The most plausible matchup might be with the specifically-excluded
"emission systems", though the IAAC's relationship to emissions
seems to be more related to legal requirements than to automotive
Of course, it is in your best interest to avoid paying claims
wherever possible, and I acknowledge this as a primary goal of the
organization, but it seems logical to me that while issuing a denial
did in fact save you approximately $600, it also made the perceived
value of the product diminish substantially - perhaps to the point
where it is no longer worth my while, in which case you will have
to fork over close to $900, rather sooner than you might have
anticipated, for a cancelled contract. (Speaking of "sooner", be
grateful I live in the state of Oklahoma, which for reasons known but
to the poltroons who run the state government, will allow you to keep
ten percent of the proceeds.)
While I don't expect one of your representatives to come dashing
over here in the dead of night, check in hand - though expect him to
be welcomed gratefully if he does - I would appreciate an explanation
of the denial process as it applies to this particular contract. Good
health to you and yours - unless, of course, you belong to an HMO, in
which case any such wishes must be approved by the Administrator.
Charles G. Hill
cc: Joel San Antonio, Warrantech
cc: Dwight Powers, Powers Auto Group
cc: Randy Evers, J.D.
Warrantech responded as follows:
November 16, 1998
Dear Mr. Hill:
I am in receipt of your October 15th letter to Mr. Joel San Antonio.
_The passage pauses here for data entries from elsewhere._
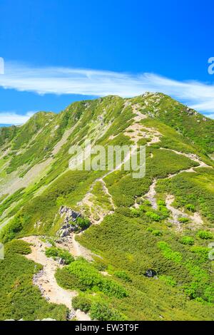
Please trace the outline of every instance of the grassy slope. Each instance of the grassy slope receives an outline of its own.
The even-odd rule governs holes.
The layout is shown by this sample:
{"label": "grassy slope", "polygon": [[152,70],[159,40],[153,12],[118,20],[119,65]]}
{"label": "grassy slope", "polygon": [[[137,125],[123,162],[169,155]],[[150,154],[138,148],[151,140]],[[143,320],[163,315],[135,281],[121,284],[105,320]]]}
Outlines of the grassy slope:
{"label": "grassy slope", "polygon": [[[187,158],[160,150],[159,148],[197,153],[205,162],[212,165],[208,155],[213,152],[214,123],[162,94],[137,97],[129,102],[137,103],[142,113],[148,115],[141,121],[142,125],[158,130],[163,136],[160,143],[147,148],[145,178],[133,180],[127,172],[123,171],[112,173],[106,178],[117,206],[116,213],[107,217],[100,226],[91,227],[80,239],[82,244],[102,256],[101,264],[96,260],[98,266],[106,268],[129,294],[122,299],[106,297],[101,292],[93,298],[89,292],[83,294],[83,298],[97,299],[101,304],[107,301],[111,308],[116,309],[119,315],[129,319],[163,317],[173,320],[211,319],[213,309],[209,302],[212,282],[210,262],[204,257],[208,253],[208,242],[200,239],[197,231],[186,230],[183,234],[193,238],[193,247],[203,249],[194,249],[193,246],[184,246],[180,242],[180,236],[171,229],[163,208],[156,212],[160,220],[154,221],[146,215],[148,212],[154,212],[148,204],[143,204],[142,210],[138,212],[131,212],[129,207],[133,205],[136,197],[148,190],[153,179],[158,177],[160,178],[157,188],[158,197],[170,192],[175,195],[178,206],[193,205],[203,215],[206,228],[210,227],[213,189],[208,181],[213,172],[207,168],[198,169],[194,175],[183,173],[168,182],[165,179],[168,174],[196,164]],[[30,120],[27,125],[1,130],[4,134],[1,136],[3,148],[5,149],[6,145],[11,150],[10,156],[6,156],[5,160],[9,161],[6,172],[9,173],[23,163],[28,164],[30,168],[51,155],[54,146],[66,130],[75,126],[68,141],[54,158],[48,173],[41,180],[10,197],[2,197],[0,212],[15,204],[15,207],[9,207],[7,214],[8,217],[15,216],[3,231],[1,238],[4,241],[31,234],[55,235],[61,224],[60,217],[56,216],[59,207],[66,205],[75,207],[93,181],[102,175],[101,172],[68,171],[70,146],[83,143],[86,138],[103,145],[128,144],[129,140],[122,133],[130,125],[133,115],[131,107],[123,109],[123,99],[113,96],[75,103],[58,115],[41,113]],[[106,127],[107,131],[101,136]],[[34,138],[36,133],[39,133],[36,138],[29,145],[29,138]],[[113,140],[109,140],[110,136],[118,134]],[[16,151],[20,150],[16,155]],[[3,165],[3,170],[5,169]],[[105,198],[101,197],[99,204],[102,201],[105,202]],[[36,226],[35,224],[39,221],[42,225]],[[160,242],[167,244],[161,247],[158,244]],[[28,263],[25,266],[30,267]],[[158,279],[143,276],[145,270],[151,267],[158,271]],[[117,278],[114,273],[118,270],[125,270],[132,282]],[[27,276],[29,277],[29,274]]]}

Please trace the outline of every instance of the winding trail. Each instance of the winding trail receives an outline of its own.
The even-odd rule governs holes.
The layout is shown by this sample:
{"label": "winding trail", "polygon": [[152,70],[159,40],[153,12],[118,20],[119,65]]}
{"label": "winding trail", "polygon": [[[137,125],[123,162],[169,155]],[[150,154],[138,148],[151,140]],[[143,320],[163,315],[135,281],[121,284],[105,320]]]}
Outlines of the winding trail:
{"label": "winding trail", "polygon": [[76,317],[78,321],[88,321],[91,319],[81,311],[75,311],[72,308],[72,299],[77,295],[76,291],[64,289],[57,284],[55,273],[57,269],[62,268],[52,258],[47,257],[45,249],[49,247],[41,242],[37,236],[23,237],[21,239],[30,243],[32,252],[26,257],[43,265],[43,269],[34,276],[33,283],[38,286],[43,297],[49,302],[58,304],[63,304],[70,311],[70,319]]}
{"label": "winding trail", "polygon": [[[185,170],[181,170],[177,173],[170,174],[166,178],[163,178],[163,179],[173,178],[173,177],[182,172],[195,172],[195,170],[194,169],[197,169],[199,168],[213,168],[212,166],[208,165],[206,163],[200,160],[200,158],[196,155],[191,154],[191,153],[188,154],[188,153],[181,153],[180,151],[176,151],[173,149],[166,149],[164,148],[160,148],[160,149],[168,150],[170,151],[173,151],[177,155],[182,155],[198,164],[198,166],[195,166],[194,168],[190,168],[185,169]],[[143,197],[146,197],[147,200],[149,200],[149,202],[151,204],[152,208],[153,210],[158,209],[158,205],[157,205],[157,201],[156,201],[156,187],[157,185],[157,181],[158,180],[156,178],[155,178],[153,180],[153,182],[150,186],[148,192]],[[199,213],[195,212],[193,215],[189,215],[185,213],[183,211],[173,207],[172,204],[174,202],[174,200],[175,200],[175,197],[173,195],[166,195],[166,198],[165,198],[166,207],[168,210],[170,211],[171,215],[172,215],[172,219],[170,219],[169,221],[176,225],[177,231],[180,232],[183,230],[182,223],[179,222],[179,218],[180,217],[186,217],[189,219],[193,223],[192,224],[190,223],[190,225],[188,225],[188,226],[189,227],[191,227],[192,229],[198,228],[203,224],[203,221]]]}

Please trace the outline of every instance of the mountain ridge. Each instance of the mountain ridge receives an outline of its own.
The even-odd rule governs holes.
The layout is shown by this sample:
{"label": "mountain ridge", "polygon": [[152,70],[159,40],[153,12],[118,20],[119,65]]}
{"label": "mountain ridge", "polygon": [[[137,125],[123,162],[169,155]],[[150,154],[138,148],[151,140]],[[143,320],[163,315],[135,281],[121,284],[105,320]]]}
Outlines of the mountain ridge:
{"label": "mountain ridge", "polygon": [[[72,299],[74,314],[81,309],[93,319],[109,321],[212,319],[214,120],[168,96],[150,93],[127,99],[110,96],[73,103],[59,114],[43,113],[19,129],[1,129],[1,239],[8,249],[6,262],[14,257],[16,269],[18,257],[29,273],[22,281],[18,269],[11,269],[12,282],[20,282],[24,292],[41,284],[39,304],[46,311],[38,315],[32,307],[31,316],[24,307],[19,313],[15,308],[17,318],[66,319],[63,299],[54,305],[55,314],[45,303],[50,288],[42,282],[43,272],[32,286],[31,263],[26,262],[35,262],[36,254],[24,242],[19,244],[21,238],[37,236],[47,249],[58,248],[50,250],[52,258],[60,254],[66,259],[66,248],[75,259],[56,273],[57,284],[78,292]],[[69,148],[86,140],[104,147],[146,145],[145,177],[135,180],[123,168],[108,174],[70,170]],[[73,212],[81,213],[75,225]],[[62,239],[61,229],[68,234]],[[21,248],[28,249],[29,259],[19,254]],[[154,278],[145,274],[149,270]],[[9,288],[3,286],[6,302],[0,306],[0,318],[14,319]],[[21,298],[28,305],[19,287],[14,302]],[[33,301],[35,297],[32,293]]]}

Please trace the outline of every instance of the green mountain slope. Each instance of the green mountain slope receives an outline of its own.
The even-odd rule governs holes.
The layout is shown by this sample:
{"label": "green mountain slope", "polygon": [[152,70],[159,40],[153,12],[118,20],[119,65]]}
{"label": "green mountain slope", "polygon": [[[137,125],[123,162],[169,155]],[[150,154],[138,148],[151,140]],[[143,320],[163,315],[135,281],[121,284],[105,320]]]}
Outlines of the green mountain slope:
{"label": "green mountain slope", "polygon": [[[6,252],[0,282],[6,302],[0,319],[213,319],[213,120],[162,93],[81,101],[58,115],[42,112],[23,126],[1,128],[0,230]],[[135,179],[133,171],[116,167],[108,173],[69,170],[71,146],[86,140],[105,148],[145,145],[146,176]],[[81,216],[74,224],[71,210]],[[17,252],[24,237],[35,241],[33,253]],[[45,261],[38,239],[42,248],[53,246]],[[56,305],[43,282],[51,275],[49,262],[68,259],[61,249],[74,258],[58,268],[51,289],[77,292],[72,307],[62,296]],[[47,266],[40,277],[34,273],[33,285],[32,262],[39,257]],[[39,315],[36,304],[28,311],[27,300],[19,309],[16,302],[26,290],[42,306]]]}

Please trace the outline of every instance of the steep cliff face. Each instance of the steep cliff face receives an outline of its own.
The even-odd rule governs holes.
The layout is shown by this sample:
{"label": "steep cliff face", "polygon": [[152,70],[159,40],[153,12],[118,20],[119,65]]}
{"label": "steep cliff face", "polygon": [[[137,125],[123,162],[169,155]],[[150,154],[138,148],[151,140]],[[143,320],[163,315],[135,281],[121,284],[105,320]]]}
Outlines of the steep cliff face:
{"label": "steep cliff face", "polygon": [[[9,250],[10,241],[39,235],[83,257],[58,269],[56,279],[81,292],[73,306],[87,303],[92,319],[212,319],[213,120],[148,93],[75,103],[0,131],[0,229]],[[89,140],[92,148],[146,145],[146,175],[133,178],[123,168],[131,154],[112,171],[71,170],[71,147]],[[66,227],[71,234],[59,238],[62,208],[80,215],[78,229]],[[63,319],[61,311],[35,317]],[[9,309],[6,315],[14,319]]]}

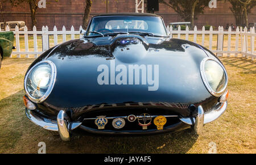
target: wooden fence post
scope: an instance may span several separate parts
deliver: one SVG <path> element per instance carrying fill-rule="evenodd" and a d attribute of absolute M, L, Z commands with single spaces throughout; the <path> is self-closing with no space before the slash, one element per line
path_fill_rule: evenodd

I have also spoken to Mr. Crumley. They have asked me to research
your inquiry and respond to you.
Your statement, "If we didn't think of it, it isn't covered", is
not at all indicative of how the contract was written nor how it
was administered. The contract states specifically that those
parts listed under the schedule of coverage are what is covered.
The exclusion section states that there is no coverage for any
part not listed in the schedule of coverage.
There has been no attempt to mislead in any way. There is
actuarial data for each part listed and the premium charged for
the contract is figured based on which parts are covered. The
specific parts listed in each plan are chosen in an effort to
give the consumer affordable yet comprehensive coverage choices.
These choices range from basic powertrain coverage up through
the Tech 4 coverage which does cover every part on the car except
those specifically excluded.
I am sorry we were unable to assist you with this repair, but
please rest assured that you have purchased one of the most
extensive plans available and we hope to be able to help you
should you experience any further breakdowns.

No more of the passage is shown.